Rhubarb, Strawberry and Apple Jam

Rosy and old fashioned, this is the jam that a storybook grandmother would make. It's not too sweet and is perfect on hot buttered toast, sponge cakes, scones or even in a milkshake! Give this simple, fool proof recipe a try this weekend.

Makes 4 x 300 ml jars


  • bunch of rhubarb washed, trimmed and cut into 3cm lengths
  • 500gm apples, peeled cored and cut into small pieces
  • 500gm strawberries, stems removed and cut in half or thirds
  • 2 cups water
  • lemons, zested and juiced
  • 1kg castor sugar



Prepare your fruits and combine in medium sized pot with the water and lemon juice. Tie any spices you are using into a square of muslin or a clean chux and add to the pot. Place over low heat and gently cook until fruit is very soft, almost like a thick puree.

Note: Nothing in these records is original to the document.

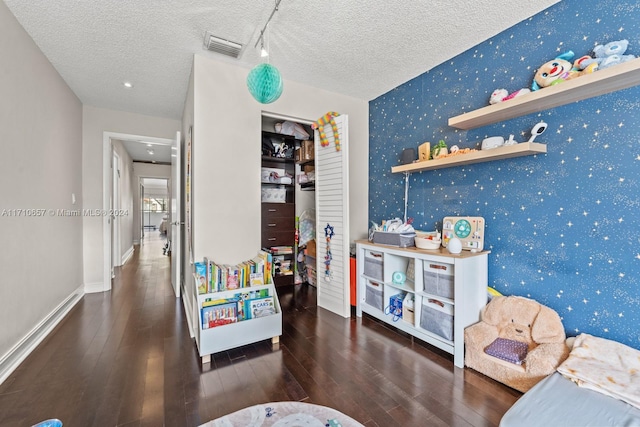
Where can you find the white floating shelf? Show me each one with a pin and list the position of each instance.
(480, 156)
(618, 77)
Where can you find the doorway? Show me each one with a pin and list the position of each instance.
(126, 157)
(154, 208)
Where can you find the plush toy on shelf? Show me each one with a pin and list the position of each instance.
(439, 150)
(609, 54)
(560, 69)
(500, 95)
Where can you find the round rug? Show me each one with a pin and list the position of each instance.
(281, 414)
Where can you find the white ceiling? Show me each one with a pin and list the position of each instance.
(148, 151)
(358, 48)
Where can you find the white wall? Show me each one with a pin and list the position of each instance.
(187, 122)
(145, 170)
(95, 122)
(226, 153)
(40, 168)
(126, 201)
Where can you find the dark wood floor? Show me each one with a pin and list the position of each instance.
(125, 358)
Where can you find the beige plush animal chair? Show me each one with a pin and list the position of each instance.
(519, 319)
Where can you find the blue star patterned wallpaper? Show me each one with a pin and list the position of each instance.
(563, 227)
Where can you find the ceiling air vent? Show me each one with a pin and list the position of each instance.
(219, 45)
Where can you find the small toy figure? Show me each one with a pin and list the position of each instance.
(560, 69)
(440, 149)
(319, 124)
(500, 95)
(609, 54)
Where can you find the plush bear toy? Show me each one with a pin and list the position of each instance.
(560, 69)
(500, 95)
(609, 54)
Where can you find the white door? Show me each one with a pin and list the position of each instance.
(332, 220)
(115, 223)
(176, 217)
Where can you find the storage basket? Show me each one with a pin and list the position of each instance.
(373, 265)
(274, 194)
(403, 240)
(269, 174)
(438, 280)
(373, 295)
(437, 319)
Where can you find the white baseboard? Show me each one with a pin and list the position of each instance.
(92, 288)
(24, 347)
(127, 255)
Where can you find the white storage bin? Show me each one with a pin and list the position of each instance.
(438, 279)
(274, 194)
(373, 265)
(437, 318)
(268, 174)
(373, 295)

Take off the heat and add sugar and lemon zest and stir until sugar is completely dissolved. Bring back up to a simmer and gently boil until setting point is reached, stirring occasionally to prevent burning. Remove from the heat when testing for setting point. 

While the jam is cooking give your jars a hot soapy wash and rinse or put them through the dishwasher. Preheat oven to 110 degrees. Put jars in the oven about 15 minutes before the jam has finished cooking. Lids can go into a pot with water and boiled for 5 minutes. Then allow to air dry or dry with a clean paper towel or cloth. Carefully take jars out of the oven using sterilised tongs and place on the bench. Let cool for a minute or two.

Carefully ladle hot jam into hot jars, wipe rim of the jars with a clean paper towel and seal immediately. Leave to cool. Check lid for the correct seal and then store in a cool dark place for up to 12 months. If wanting to extend the shelf life for 2 years, heat process for 10 minutes.